Ketaatan Sayyidatuna Fatimah kepada suaminya Sayyidina Ali menyebabkan Allah SWT mengangkat darajatnya. Sayyidatuna Fatimah tidak pernah mengeluh dengan kekurangan dan kemiskinan keluarga mereka.
Tidak juga dia meminta-minta hingga menyusahkan suaminya. Meski begitu, kemiskinan tidak menghalangi Sayyidatuna Fatimah untuk selalu bersedekah.
Beliau tidak sanggup untuk kenyang sendiri apabila ada orang lain yang kelaparan. Beliau tidak rela hidup senang di kala orang lain menderita. Bahkan beliau tidak pernah membiarkan pengemis melangkah dari pintu rumahnya tanpa memberikan sesuatu meskipun dirinya sendiri kelaparan.

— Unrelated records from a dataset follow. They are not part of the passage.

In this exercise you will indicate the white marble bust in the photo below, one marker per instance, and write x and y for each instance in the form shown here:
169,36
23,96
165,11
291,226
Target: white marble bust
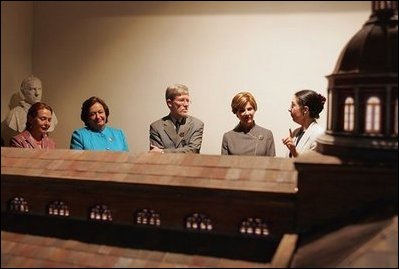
31,89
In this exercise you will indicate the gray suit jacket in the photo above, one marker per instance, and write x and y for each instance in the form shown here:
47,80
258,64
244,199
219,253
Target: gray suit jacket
189,139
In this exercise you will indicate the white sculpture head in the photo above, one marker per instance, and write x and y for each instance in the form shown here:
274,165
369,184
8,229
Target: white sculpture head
31,88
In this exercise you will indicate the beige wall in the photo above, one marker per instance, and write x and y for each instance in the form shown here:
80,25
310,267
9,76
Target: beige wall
16,53
128,52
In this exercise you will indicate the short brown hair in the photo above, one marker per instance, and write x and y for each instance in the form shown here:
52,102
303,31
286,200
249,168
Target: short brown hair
175,90
84,115
34,110
241,99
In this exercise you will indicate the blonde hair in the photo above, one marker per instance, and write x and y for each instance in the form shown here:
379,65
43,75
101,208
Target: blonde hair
241,99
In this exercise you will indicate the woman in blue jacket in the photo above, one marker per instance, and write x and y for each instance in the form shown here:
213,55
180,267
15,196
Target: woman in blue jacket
96,135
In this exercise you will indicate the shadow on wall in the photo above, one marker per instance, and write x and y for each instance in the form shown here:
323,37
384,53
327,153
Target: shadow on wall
7,132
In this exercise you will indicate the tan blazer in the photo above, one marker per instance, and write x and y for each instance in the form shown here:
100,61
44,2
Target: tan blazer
258,141
308,140
189,139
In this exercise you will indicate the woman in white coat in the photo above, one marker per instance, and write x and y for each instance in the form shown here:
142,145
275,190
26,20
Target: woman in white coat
305,108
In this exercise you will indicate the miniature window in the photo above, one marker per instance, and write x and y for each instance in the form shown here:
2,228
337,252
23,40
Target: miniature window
100,213
254,226
58,208
373,115
148,217
19,204
349,114
198,221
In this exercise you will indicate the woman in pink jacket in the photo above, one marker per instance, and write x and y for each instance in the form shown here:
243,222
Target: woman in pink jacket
35,135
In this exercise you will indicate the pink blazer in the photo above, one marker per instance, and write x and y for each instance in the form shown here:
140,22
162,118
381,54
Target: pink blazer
25,140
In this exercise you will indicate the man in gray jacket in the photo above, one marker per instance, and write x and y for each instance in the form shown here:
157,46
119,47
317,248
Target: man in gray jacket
176,132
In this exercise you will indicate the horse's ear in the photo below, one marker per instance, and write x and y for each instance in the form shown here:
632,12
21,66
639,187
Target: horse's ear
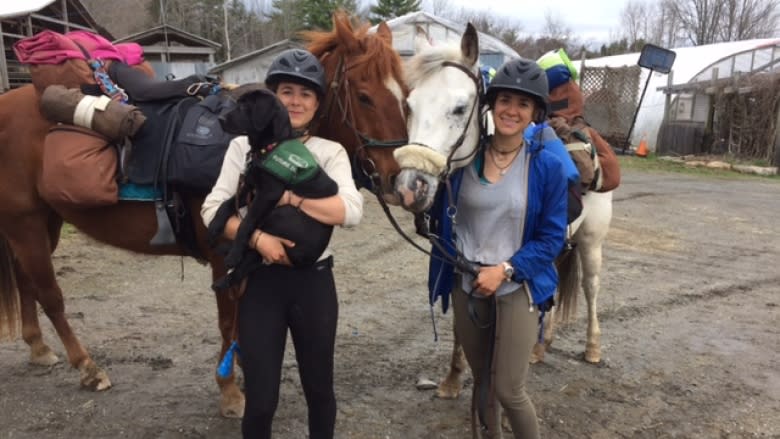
384,32
421,41
343,29
469,45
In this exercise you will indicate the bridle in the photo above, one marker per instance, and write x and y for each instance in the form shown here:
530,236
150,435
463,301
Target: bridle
478,103
370,177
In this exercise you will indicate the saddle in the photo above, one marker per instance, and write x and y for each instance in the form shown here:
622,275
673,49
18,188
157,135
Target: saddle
170,138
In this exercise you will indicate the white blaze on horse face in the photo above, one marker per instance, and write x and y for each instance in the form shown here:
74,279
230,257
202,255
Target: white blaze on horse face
442,109
395,89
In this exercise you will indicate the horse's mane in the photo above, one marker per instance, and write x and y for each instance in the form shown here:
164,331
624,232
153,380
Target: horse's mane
430,61
369,55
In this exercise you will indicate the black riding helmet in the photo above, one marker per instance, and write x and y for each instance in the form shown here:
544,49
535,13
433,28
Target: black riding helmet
524,76
299,66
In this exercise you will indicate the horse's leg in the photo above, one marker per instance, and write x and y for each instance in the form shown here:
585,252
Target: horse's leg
32,244
450,387
592,234
40,353
231,404
591,267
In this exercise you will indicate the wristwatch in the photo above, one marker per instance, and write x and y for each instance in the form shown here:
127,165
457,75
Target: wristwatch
509,270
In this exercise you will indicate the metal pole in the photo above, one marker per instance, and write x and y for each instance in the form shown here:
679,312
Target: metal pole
227,33
636,112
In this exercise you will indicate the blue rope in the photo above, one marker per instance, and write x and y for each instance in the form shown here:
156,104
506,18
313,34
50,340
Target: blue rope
225,368
107,85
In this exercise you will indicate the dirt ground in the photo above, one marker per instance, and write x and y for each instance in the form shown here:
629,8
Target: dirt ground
689,317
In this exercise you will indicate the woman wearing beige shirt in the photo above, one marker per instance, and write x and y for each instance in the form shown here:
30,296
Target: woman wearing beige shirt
278,295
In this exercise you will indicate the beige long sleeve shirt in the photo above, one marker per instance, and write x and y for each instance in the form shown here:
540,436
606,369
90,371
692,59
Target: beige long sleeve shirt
330,155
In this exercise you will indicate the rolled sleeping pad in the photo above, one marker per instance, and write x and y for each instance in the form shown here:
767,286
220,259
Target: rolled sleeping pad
110,118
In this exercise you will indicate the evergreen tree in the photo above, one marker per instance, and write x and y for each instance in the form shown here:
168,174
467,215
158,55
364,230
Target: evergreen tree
316,14
387,9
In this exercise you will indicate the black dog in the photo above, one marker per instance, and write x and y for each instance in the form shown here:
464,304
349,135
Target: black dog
277,162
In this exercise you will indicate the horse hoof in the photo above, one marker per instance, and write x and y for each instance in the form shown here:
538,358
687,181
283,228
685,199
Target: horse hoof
537,355
232,408
94,378
593,358
44,358
448,391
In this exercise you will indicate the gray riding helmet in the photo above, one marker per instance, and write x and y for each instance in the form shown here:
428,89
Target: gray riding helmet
299,66
522,75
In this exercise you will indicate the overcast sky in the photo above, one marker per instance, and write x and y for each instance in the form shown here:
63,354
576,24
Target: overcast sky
589,20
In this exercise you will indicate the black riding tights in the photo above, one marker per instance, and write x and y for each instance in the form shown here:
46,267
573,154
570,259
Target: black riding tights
303,300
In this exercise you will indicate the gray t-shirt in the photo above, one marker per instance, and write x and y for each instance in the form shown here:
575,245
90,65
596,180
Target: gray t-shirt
491,218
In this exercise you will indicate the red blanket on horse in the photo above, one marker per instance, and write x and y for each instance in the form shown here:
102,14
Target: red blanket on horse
49,47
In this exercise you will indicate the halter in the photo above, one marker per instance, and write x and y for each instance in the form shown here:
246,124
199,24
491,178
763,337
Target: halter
478,103
367,166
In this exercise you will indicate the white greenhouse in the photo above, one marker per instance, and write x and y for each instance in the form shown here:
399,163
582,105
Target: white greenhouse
688,96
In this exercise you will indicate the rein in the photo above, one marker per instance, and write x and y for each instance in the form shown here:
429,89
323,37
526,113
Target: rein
367,166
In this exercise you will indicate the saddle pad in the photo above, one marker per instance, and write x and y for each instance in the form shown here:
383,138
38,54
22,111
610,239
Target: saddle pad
138,192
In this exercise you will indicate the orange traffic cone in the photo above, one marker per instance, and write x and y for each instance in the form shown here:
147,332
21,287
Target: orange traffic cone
641,150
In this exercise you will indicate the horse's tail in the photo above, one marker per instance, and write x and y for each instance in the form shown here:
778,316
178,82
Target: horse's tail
570,274
9,298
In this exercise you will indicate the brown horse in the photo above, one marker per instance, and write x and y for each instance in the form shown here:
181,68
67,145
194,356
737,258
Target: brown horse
367,66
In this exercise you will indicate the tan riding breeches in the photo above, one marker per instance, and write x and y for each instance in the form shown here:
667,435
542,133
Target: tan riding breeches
516,333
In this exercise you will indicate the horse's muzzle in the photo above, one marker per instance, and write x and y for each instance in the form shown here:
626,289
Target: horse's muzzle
416,189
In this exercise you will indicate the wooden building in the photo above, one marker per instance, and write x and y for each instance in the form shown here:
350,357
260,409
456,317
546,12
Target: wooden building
172,51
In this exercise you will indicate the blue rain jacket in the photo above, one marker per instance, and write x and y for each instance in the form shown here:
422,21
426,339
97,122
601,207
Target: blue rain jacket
545,227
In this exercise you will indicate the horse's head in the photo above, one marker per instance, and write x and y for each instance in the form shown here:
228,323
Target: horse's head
443,122
363,109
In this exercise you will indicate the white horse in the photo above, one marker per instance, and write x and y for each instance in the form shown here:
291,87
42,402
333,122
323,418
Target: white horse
443,127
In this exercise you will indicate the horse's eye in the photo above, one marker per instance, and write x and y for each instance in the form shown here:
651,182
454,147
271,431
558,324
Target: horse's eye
364,99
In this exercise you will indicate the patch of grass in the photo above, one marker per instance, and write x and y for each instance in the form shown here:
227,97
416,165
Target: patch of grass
653,164
68,230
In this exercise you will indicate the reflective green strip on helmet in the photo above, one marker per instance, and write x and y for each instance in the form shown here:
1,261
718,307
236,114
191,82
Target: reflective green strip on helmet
557,58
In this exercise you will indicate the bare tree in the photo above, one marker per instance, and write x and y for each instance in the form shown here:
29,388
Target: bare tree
634,17
746,19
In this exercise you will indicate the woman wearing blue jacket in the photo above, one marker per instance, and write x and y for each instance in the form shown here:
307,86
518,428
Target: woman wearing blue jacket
510,221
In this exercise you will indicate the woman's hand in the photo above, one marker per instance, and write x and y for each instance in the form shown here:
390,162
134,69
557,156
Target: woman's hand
272,248
289,198
489,279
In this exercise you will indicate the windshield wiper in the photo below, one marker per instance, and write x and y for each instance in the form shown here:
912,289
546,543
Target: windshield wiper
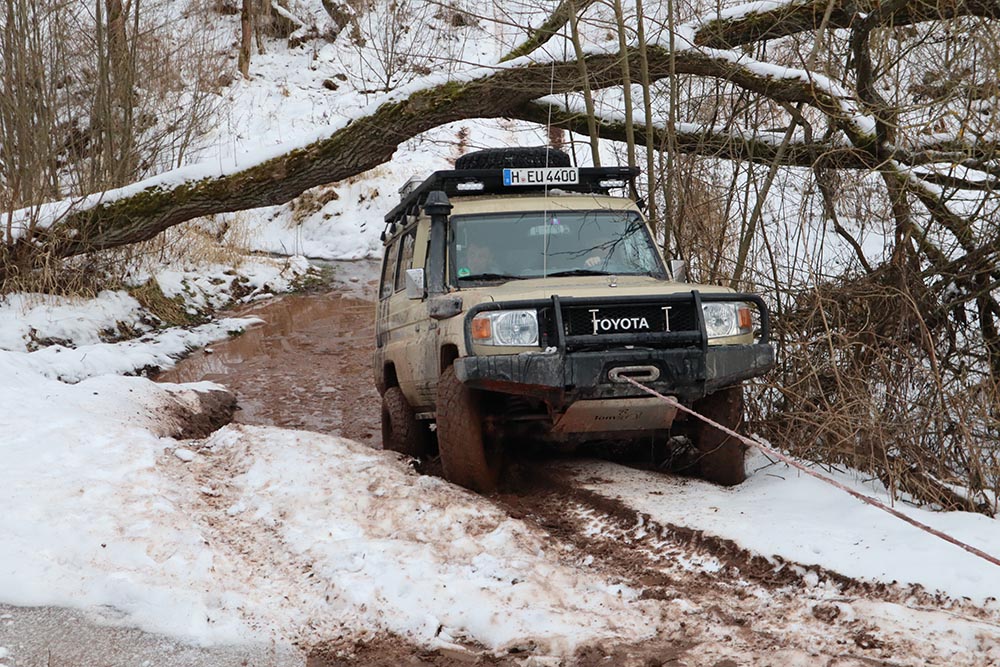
578,272
489,276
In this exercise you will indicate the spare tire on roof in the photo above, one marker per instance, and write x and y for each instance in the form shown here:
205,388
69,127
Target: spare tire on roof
498,158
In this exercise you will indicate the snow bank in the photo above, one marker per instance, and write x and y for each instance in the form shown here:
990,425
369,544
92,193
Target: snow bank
780,512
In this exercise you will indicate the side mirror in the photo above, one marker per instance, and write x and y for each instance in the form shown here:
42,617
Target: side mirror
414,283
678,270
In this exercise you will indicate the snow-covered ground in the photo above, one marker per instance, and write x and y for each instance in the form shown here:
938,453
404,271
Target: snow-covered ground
264,534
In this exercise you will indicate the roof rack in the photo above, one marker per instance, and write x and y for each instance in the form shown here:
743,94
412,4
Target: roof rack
465,182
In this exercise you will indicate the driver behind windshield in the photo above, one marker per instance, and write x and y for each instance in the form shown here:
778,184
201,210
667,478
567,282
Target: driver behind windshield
536,244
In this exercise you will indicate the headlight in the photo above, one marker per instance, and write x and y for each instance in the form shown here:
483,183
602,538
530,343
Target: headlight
727,319
518,328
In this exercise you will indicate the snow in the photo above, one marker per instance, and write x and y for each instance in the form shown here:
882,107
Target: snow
781,512
295,536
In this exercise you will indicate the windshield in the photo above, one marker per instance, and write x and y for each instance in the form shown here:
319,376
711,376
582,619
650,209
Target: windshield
536,244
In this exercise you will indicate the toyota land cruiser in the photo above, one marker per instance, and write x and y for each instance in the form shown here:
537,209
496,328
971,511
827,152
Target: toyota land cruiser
518,294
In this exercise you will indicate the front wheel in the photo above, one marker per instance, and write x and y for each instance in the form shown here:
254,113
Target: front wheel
468,460
720,456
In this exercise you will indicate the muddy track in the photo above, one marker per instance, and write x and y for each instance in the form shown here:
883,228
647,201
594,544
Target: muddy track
720,605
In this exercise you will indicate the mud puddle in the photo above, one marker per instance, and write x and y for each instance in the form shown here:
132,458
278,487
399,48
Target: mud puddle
308,366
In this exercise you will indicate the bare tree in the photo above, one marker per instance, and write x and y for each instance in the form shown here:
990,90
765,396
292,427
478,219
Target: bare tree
797,95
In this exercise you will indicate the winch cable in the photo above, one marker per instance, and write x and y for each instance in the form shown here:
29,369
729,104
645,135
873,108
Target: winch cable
812,473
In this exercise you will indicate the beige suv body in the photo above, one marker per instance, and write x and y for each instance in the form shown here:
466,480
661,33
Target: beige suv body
515,314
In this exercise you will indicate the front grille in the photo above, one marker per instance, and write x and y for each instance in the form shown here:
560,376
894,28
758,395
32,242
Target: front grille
612,319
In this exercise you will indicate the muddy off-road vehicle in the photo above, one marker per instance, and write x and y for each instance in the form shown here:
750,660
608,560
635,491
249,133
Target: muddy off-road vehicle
517,295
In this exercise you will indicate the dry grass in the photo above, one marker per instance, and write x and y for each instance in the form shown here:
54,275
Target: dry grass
867,380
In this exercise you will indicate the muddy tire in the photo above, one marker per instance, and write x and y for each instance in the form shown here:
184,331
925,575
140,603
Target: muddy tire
467,459
401,431
498,158
720,456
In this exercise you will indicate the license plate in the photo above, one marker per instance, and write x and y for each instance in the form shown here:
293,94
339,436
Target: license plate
541,176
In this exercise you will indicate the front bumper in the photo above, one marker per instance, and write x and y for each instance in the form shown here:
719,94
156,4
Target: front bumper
561,378
578,367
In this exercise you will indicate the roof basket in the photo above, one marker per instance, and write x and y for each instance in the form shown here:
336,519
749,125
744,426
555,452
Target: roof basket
464,182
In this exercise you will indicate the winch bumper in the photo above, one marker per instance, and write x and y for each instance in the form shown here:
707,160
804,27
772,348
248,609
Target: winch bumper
562,378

Pernah suatu hari Sayyidatuna Fatimah telah membuat suaminya terusik hatinya dengan kata-katanya. Menyadari kesalahannya Sayyidatuna Fatimah segera meminta maaf berulang-ulang kali. Melihat air muka suaminya tidak juga berubah maka sayyidatuna Fatimah berlari-lari seperti anak kecil mengelilingi suaminya.
Tujuh puluh kali dia 'tawaf' sambil merayu-rayu mohon untuk dimaafkan. Melihat tingkah laku istrinya itu tersenyumlah sayyidana Ali & lantas memaafkan isterinya itu.
Rasulullah SAW memberi nasihat kepada puterinya itu saat perkara ini sampai ke telinga beliau. "Wahai Fatimah, kalaulah dikala itu engkau meninggal sedangkan suamimu Ali tidak memaafkanmu, maka aku tidak akan menshalatkankan jenazahmu".
Subhanallaah..
Lalu bagaimana dengan kita.
Begitulah yang ditetapkan Allah SWT mengenai kedudukan suami sebagai pemimpin bagi seorang isteri. Betapa seorang isteri itu perlu berhati-hati di saat berhadapan dengan suami.
Padahal apa yang dilakukan sayyidatuna Fatimah itu bukanlah suatu kesengajaan. Bagaimana bila kita sengaja?
Semoga kita bisa mengambil hikmah dari kisah agung ini dan semoga para istri bisa menjadi pakaian yg baik bagi suami dan para suami bisa menjadi pakaian yg baik bagi istri.